Grom was still looking at the painting. His hand hovered over it and traced the direction of the brush strokes. Maybe he was more appreciative of this masterpiece than he was letting on. He gave Rose a dismissive glance.
“You may have some value to someone. We’ll find out, I expect.”
They’d skirted Marseille and were still going east, towards Nice, but on the coast road now. There was no point sitting there in silence. She may as well find out what she could.
“You’ll be wanting to get out of the country now, I guess.”
“That’s your interrogation technique, is it?”
Lightly said, but heavy on the irony. She tried another tack.
“Okay, how about this for a question? Why did you betray your country? What had Britain ever done to hurt you? Where did that even come from?”
He looked up, less dismissively now. “You have a lot of faith, don’t you, in good old Blighty. How far back do you remember? Oh, you probably weren’t even born. You don’t know about standards of living in the fifties, the sixties, the seventies. It wasn’t great, let me tell you. America had it all but good old GB was neither one thing nor the other. Didn’t want socialism but didn’t much like capitalism either. There was a lot of propaganda about the USSR. Sure there was censorship, but let’s be honest, how important is freedom of speech? Most ordinary people have nothing of interest to say anyway. In the Eastern Bloc, if you kept out of trouble you could enjoy a good education, a good healthcare service, a guaranteed job. Was that so bad? You could travel as well, to anywhere on that side, which was a lot of countries back then. Countries people in the West were embarrassingly ignorant of. Still are. All dog food and gulags, that was the image everyone had. Our home country, Rose, has always had a blind faith in its own rightness, perpetuated by a narrow gene pool of public schoolboys who had no idea what life was
really like in an inner city high rise, in slum housing or some grim town with no economy. It was all self-preservation really.”

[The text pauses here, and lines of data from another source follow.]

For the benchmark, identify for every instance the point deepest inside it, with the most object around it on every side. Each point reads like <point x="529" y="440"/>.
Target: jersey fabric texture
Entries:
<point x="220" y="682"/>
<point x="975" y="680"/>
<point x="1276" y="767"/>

They were gradually ascending a switchback road, each turn revealing stunning views of the coastline, towns perched on green hillsides, beaches nestled within sweeping bays.

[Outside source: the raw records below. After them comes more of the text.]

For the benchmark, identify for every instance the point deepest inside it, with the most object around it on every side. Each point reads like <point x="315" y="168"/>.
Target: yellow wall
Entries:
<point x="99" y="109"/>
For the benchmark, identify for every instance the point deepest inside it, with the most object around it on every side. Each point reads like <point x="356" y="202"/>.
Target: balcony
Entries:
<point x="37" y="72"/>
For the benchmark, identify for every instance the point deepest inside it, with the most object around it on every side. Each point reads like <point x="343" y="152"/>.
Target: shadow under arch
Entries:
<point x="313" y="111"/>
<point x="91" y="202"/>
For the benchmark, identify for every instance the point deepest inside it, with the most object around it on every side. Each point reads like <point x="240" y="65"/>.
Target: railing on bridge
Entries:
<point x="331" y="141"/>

“Baloney,” said Rose. “You’re not interested in the ordinary man. You have no principles whatsoever. This was personal. Something pissed you off. You just don’t want to say what it was. Maybe you don’t even know. Or maybe it was nothing. You wanted to feel important, have an influence, sing to the world, only you had no tune. Maybe that was all there was to it. Then after you started, you perpetuated it by continuing with some grudge in an attempt to give your life meaning. Fairchild’s parents – why go after them ten years later? And why target their son? He had nothing to do with any of it. You were looking for a fight. What’s that line from Macbeth? ‘Full of sound and fury, signifying nothing.’”
“Got a lot to say, haven’t you?”
“What’s that, an old-fashioned view of women? We should shut up, should we? I was rather thinking you’d gone a bit quiet yourself. Maybe there are some things you don’t want to talk about.”

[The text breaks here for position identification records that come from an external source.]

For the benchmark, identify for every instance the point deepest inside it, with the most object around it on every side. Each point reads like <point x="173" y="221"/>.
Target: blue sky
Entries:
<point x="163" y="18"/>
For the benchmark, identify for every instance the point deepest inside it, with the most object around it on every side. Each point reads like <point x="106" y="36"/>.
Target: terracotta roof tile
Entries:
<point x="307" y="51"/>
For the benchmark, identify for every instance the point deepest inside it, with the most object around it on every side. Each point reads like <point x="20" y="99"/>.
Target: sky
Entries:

She was playing with fire, baiting the guy. But he might give something of himself away. A pause, then:
“John Fairchild. You like to hold him at arm’s length but you owe him a lot, actually. You’d have lost your job if it weren’t for him. What would you be now? A bank clerk? An insurance saleswoman? But no, he saved you from all that and became your way back in. Then your peripheral involvement in all of this gets you some big promotion. One you don’t deserve, that’s pretty obvious. Yes, you’ve done well out of John Fairchild. But you won’t be honest about it. That’s the modern woman, isn’t it? Just as dependent on men as you ever were, but you won’t admit it any more. You sent him away? Nonsense. The idea that someone like you could send someone like him away! As if he’s on a leash.”